Ricerca e amianto, modello nazionale per l’Alessandrino
Riunione a Torino per il Comitato strategico. Il progetto ha assunto un respiro nazionale ed europeo con l'azienda ospedaliera del capoluogo che ha assunto il ruolo di capofila
Riunione a Torino per il Comitato strategico. Il progetto ha assunto un respiro nazionale ed europeo con l'azienda ospedaliera del capoluogo che ha assunto il ruolo di capofila
SANITA’ – Il progetto di ricerca sul mesotelioma diventa un modello di riferimento nazionale, contribuendo a consolidare nello stesso tempo l’altro progetto avviato nei mesi scorsi ad Alessandria per il riconoscimento di Irccs (Istituto di ricovero e cura a carattere scientifico) per l’ospedale del capoluogo. L’ultima novità è arrivata dalla riunione del Comitato strategico amianto alla presenza degli assessori regionali alla Sanità, Antonio Saitta, e all’Ambiente, Alberto Valmaggia, del direttore dell’azienda ospedaliera ‘Santi Antonio e Biagio e Cesare Arrigo’ di Alessandria, Giovanna Baraldi, del direttore dell’Asl Al, Gilberto Gentili, del responsabile del Centro sanitario amianto del Piemonte, Massimo D’Angelo, del sindaco di Casale, Titti Palazzetti in qualità di presidente. Hanno partecipato anche i rappresentanti delle associazioni delle vittime dell’amianto, dell’Arpa e dei sindacati. “Gli obiettivi – hanno spiegato al termine – sono stati puntati su un progetto di respiro nazionale ed europeo che funga da modello per lo studio del mesotelioma, attraverso investimenti sulla ricerca pre-clinica che permettano di conoscere le cause della malattia e individuare nuovi farmaci e nuove terapie”.

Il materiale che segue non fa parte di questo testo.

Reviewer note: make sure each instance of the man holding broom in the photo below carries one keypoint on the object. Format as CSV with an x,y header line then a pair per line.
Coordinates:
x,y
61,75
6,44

Il progetto voluto dall’Associazione familiari vittime amianto può contare su un finanziamento di 3,8 milioni di euro e sarà gestito dall’azienda ospedaliera di Alessandria come capofila. È previsto il coinvolgimento dell’Università degli Studi di Torino con il dipartimento di Oncologia di cui fanno parte gli istituti di ricerca del San Luigi di Orbassano, di Candiolo e delle Molinette. L’Università di Torino affiancherà le istituzioni già coinvolte, l’Istituto di ricerche farmacologiche Mario Negri, l’Istituto scientifico romagnolo per la studio e la cura dei tumori, il Dipartimento di Medicina traslazionale e il Dipartimento di Scienze della salute dell’Università del Piemonte orientale. “All’interno di questa revisione del piano – hanno sottolineato Saitta e Valmaggia – la Regione individuerà un garante scientifico della ricerca, con il compito di assicurare la funzionalità e la coerenza di tutte le attività”.